Untangling…

…this weekend has been full of writing a paper, and trying to untangle this yarn that I dyed a few weeks ago. It is patons cotton which I over-dyed with two shades of red, and which I intend to turn into this top from the excellent DROPS Design range of amazing patterns.

It is extremely tangled. I have so far spent around three hours trying to untangle it.

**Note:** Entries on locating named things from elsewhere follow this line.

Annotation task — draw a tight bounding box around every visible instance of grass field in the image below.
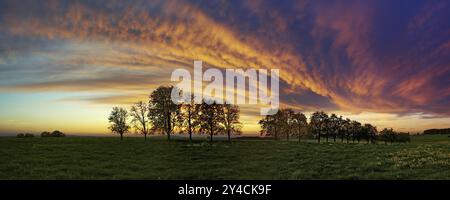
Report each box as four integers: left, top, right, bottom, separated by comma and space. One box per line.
0, 135, 450, 179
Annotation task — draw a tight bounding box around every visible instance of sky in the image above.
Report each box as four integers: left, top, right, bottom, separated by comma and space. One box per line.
0, 0, 450, 135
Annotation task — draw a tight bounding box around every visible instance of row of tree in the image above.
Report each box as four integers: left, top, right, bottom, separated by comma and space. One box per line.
108, 86, 242, 141
16, 130, 66, 138
259, 108, 409, 143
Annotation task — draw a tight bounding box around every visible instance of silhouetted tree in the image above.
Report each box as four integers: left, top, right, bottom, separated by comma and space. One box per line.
41, 131, 50, 137
258, 110, 282, 140
50, 130, 66, 137
178, 94, 201, 142
200, 101, 224, 142
148, 86, 181, 140
292, 112, 308, 142
361, 124, 377, 143
222, 103, 242, 142
310, 111, 328, 143
130, 101, 151, 140
108, 107, 130, 140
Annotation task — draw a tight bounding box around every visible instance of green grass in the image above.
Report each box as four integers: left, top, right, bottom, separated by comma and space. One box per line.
0, 136, 450, 179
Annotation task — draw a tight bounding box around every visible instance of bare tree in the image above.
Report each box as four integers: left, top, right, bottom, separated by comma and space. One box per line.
310, 111, 328, 143
148, 86, 181, 140
179, 94, 201, 142
108, 107, 130, 140
130, 101, 151, 140
292, 113, 308, 142
200, 101, 223, 142
222, 103, 242, 142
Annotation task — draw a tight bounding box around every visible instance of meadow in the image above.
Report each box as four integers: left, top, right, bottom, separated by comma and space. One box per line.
0, 135, 450, 180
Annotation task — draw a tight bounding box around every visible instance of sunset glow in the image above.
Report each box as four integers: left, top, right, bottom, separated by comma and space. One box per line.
0, 0, 450, 135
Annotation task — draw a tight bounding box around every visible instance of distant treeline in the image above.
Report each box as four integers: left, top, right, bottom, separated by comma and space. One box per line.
108, 86, 242, 141
17, 130, 66, 138
423, 128, 450, 135
259, 108, 410, 143
108, 86, 410, 143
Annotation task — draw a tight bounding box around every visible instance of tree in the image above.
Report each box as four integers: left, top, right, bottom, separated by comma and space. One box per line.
327, 113, 340, 142
350, 120, 362, 143
148, 86, 181, 140
380, 128, 395, 144
50, 130, 66, 137
259, 110, 282, 140
178, 94, 201, 142
130, 101, 150, 140
292, 112, 308, 142
278, 108, 295, 141
41, 131, 50, 137
222, 102, 242, 142
108, 107, 130, 140
310, 111, 328, 143
361, 124, 377, 143
200, 101, 224, 142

When not untangling this yarn, I have been trying to untangle the interconnected ideas I want to relay in the paper I’m presenting on Friday this week, at the woman’s place conference in Newcastle. I haven’t written a paper or presented one before, so I’m both excited and quite nervous… I always feel when I write that I haven’t explained anything enough; that everything requires more explanation… that each tangent needs to be neatly tied back into the comprehensive whole that is the main body of the text. As with the tangled yarn, it is sometimes difficult to bring order to the chaos… I am loving the books I’m re-reading for this paper… here are some thoughts, some quotes, some images. Maybe the tangled thoughts can be turned into a lovely, shining thing. Perhaps the tangled yarn can become a neat ball of yarn, ready to knit.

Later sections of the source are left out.